LINFIELD FOOTBALL PRESSGUIDES ABOUT ROGERS
Here’s some of what Linfield football press guides included about Rogers during his four-year career (1964, 1965, 1966 and 1967) as a football player for the Wildcats and one year (1967) as an Linfield assistant football coach. Thanks to Linfield Sports Information for providing guides for review.
1964 ROGERS ISHIZU
Rogers Ishizu 5-6 170 age 20 class year junior. First letters earned.
Hometown: Hawaii. High school coach Izumi Matsui
(Note: Was a freshman in football eligibility. Guide inaccurately listed him as junior.)
1965 ROGERS ISHIZU
Rogers Ishizu, 5-6 and 170. Age 21. Class year junior. Second letter earned.
Hometown: Maui, Hawaii. High school coach Izumi Matsui
(Note: Was a sophomore in football eligibility. Guide inaccurately lists him as a junior.)
Watch These Wildcats: Rogers Ishizu (170 5-6) stepped into the wingback spot early last season and proved to be one of the most stunning runners in the conference. He is potentially one of the best scatbacks on the coast.
Pre-season outlook: Leroy Fails will be joined by wingback Rogers Ishizu who came up with several great performances last year and is potentially one of the best scatbacks on the coast.
1966 ROGERS ISHIZU
Pictured on cover along with players Terry Durham, Jack Ostlund and Jim Consbruck.
Rogers Ishizu, 5-6 and 170. Age 22. Class year senior. Third letters earned.
Hometown: Maui, Hawaii.
(Note: Was a junior in football eligibility. Guide inaccurately lists him as a senior.)
Individual honors earned in 1965 season: Rogers Ishizu, Wingback: A.P. All-Coast (honorable mention), NAIA All-American (honorable mention), All-Conference (honorable mention).
Pre-season outlook: All-Conference halfback Leroy Fails will be replaced by speedy Rogers Ishizu who played wingback last year. Ishizu was acclaimed as one of the best backs on the coast last year and gained NAIA All-American honorable mention. Joe Robillard may fill the wingback slot which Ishizu will vacate.
1967 ROGERS ISHIZU
Pictured on cover along with players Joe Robillard and Bob Laycoe.

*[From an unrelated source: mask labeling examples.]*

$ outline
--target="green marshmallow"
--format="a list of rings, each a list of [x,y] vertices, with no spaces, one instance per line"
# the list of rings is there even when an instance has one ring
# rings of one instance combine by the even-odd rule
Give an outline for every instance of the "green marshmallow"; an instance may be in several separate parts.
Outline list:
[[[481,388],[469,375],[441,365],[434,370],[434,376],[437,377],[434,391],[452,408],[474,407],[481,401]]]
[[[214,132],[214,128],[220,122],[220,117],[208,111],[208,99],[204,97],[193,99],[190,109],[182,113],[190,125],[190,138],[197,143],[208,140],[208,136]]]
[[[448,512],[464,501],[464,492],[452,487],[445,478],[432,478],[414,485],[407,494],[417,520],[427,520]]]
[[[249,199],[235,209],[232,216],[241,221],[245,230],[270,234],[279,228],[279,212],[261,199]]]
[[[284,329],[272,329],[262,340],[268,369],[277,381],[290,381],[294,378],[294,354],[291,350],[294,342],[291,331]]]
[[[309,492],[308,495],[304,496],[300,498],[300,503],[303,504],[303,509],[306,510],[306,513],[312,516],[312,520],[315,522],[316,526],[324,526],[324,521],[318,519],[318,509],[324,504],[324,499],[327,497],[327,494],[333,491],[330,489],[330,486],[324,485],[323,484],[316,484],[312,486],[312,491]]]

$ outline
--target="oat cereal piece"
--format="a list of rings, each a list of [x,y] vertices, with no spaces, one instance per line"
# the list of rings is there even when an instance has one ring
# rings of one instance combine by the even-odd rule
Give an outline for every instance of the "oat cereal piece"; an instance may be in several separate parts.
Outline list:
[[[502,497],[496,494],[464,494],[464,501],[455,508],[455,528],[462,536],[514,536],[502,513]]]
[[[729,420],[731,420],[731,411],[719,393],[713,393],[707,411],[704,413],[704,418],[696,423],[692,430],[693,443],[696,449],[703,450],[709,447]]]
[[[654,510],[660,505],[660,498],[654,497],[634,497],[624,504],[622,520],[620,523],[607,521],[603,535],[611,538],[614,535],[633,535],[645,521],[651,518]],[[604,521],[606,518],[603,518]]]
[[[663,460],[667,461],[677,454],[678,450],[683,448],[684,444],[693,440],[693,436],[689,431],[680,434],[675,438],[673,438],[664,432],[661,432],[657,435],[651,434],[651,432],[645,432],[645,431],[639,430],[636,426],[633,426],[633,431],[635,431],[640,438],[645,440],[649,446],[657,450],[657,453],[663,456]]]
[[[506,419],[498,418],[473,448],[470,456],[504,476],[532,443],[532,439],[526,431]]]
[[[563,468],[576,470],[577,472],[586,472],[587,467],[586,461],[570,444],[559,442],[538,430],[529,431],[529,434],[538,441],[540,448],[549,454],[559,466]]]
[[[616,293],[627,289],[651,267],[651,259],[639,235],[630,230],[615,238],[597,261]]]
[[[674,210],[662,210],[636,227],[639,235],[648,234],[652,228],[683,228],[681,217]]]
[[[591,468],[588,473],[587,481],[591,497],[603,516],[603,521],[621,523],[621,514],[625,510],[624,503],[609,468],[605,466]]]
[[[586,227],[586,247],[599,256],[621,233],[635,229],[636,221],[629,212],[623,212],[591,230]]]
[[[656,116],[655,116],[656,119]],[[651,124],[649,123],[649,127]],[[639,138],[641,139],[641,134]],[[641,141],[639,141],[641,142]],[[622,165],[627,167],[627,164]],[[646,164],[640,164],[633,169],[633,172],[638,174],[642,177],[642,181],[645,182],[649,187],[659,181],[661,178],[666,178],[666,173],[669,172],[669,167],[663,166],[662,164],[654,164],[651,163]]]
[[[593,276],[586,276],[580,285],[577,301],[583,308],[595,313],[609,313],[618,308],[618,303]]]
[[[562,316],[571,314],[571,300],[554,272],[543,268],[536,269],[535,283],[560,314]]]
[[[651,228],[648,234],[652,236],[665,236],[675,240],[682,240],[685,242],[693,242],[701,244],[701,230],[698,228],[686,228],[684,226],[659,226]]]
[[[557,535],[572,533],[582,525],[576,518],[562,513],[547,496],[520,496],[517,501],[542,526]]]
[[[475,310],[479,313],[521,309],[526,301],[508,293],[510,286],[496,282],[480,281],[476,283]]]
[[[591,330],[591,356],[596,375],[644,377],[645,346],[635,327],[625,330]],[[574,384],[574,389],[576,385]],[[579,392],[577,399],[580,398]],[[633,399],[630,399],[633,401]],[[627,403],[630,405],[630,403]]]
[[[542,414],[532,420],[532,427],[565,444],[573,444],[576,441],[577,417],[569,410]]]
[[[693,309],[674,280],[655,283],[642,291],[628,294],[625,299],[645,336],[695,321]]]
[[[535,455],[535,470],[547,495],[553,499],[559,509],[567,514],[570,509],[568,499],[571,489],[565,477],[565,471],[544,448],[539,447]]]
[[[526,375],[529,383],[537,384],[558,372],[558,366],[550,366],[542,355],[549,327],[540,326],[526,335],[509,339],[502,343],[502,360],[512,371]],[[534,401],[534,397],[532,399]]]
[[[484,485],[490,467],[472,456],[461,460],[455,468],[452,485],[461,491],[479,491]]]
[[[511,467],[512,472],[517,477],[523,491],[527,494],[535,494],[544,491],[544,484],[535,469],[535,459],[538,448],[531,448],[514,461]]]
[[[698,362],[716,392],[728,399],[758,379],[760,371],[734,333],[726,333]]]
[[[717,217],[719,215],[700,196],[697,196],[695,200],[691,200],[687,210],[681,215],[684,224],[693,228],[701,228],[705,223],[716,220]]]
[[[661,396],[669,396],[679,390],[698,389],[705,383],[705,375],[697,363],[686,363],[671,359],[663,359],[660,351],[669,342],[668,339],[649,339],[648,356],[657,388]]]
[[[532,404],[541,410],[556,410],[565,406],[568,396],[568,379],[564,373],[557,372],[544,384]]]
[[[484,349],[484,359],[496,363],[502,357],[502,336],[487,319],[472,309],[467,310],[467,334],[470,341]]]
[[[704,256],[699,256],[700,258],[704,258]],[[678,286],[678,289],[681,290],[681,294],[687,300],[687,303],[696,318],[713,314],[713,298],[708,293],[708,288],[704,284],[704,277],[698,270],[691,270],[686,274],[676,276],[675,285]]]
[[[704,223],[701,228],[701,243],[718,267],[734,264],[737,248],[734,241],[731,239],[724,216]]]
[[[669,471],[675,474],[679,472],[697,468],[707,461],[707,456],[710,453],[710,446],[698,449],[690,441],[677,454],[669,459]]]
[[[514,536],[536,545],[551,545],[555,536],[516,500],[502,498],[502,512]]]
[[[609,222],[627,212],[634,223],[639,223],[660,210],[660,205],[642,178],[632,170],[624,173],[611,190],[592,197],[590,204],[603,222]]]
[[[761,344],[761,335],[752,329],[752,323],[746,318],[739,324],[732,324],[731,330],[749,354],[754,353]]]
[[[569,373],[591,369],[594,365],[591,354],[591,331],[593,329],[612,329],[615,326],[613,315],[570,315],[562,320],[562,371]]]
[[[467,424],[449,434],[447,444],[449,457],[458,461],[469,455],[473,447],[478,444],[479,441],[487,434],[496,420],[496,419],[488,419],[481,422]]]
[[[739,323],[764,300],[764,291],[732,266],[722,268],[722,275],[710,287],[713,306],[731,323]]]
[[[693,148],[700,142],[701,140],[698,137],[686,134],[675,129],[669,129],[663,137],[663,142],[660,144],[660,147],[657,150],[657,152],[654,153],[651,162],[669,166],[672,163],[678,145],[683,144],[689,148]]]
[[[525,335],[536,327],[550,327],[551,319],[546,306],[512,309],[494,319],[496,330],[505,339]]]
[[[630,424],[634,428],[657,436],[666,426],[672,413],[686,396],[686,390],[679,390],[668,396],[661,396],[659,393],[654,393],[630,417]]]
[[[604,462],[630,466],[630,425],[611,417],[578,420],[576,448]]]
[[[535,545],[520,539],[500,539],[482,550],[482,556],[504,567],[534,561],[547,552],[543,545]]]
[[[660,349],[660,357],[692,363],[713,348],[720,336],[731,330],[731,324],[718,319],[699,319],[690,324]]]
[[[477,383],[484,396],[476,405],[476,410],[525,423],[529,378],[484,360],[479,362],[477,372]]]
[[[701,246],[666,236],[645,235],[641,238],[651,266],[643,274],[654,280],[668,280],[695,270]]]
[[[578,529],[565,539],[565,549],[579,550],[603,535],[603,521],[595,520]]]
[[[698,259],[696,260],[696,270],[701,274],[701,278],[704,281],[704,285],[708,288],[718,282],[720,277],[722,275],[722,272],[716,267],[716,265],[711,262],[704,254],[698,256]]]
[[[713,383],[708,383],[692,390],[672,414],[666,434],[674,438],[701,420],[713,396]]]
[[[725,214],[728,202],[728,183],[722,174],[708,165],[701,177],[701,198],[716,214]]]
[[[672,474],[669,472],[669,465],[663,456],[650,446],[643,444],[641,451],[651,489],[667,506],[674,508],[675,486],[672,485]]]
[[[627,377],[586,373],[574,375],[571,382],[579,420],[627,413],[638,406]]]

Rogers Ishizu, 5-6 and 160. Age 23. Class year senior. Fourth varsity letters earned.
Hometown: Kula, Maui – Hawaii
Rogers Ishizu 160 5-6 senior: Rogers Ishizu will return to his wingback spot after playing halfback last year. During his three seasons at Linfield, he was considered one of the most exciting runners in the conference and last year he did his share of opening field running and cutting.
Last year Ishizu lead the conference in yards gained on punt returns with 232 on 19 attempts for a 12.2 average. He was 14th in rushing with 289 yards gained in 66 carries. The tiny speedster was sixth in pass receiving with 26 catches for 293 yards.
Ishizu’s open field running and cutting has been one of the key offensive attacks provided by Linfield. He gained NAIA All-American honorable mention in 1965 along with All-Conference mention. Last year he was tabbed as honorable mention All-Conference.
Ishizu is certainly a back to keep an eye on during the 1967 season.
Pre-season outlook: Coach Paul Durham will employ a majority of his returnees in the vacant positions. The offensive backfield will be led by speedy wingback Rogers Ishizu. During Ishizu’s last three years in the backfield spot he has gained All-Conference and NAIA All-American rank. He led Linfield in punt returns last year and is also a top pass receiver.
Individual honors earned in 1966 season: Rogers Ishizu, Halfback: Little All-Northwest (second team), All-Conference (honorable mention).
1968 ROGERS ISHIZU, ASSISTANT COACH
Individual honors earned as a player in 1967 season:
Rogers Ishizu: All-Northwest conference (1st year). Most Inspirational Player Linfield team award.
WILDCATVILLE ASKS, ‘DID YOU KNOW?’:
--Rogers’ nephew Ryan Ishizu, Clarence's son, was a halfback on the 2004 Linfield football team. Ryan, whose hometown is Pakalani, Maui, Hawaii,) is a 2004 grad of Maui High School.
--Rogers was an usher at the January 11, 1969, wedding in Beaverton of his Linfield football teammate Bob Haack and Nancy Steinbach, both Linfiedlers.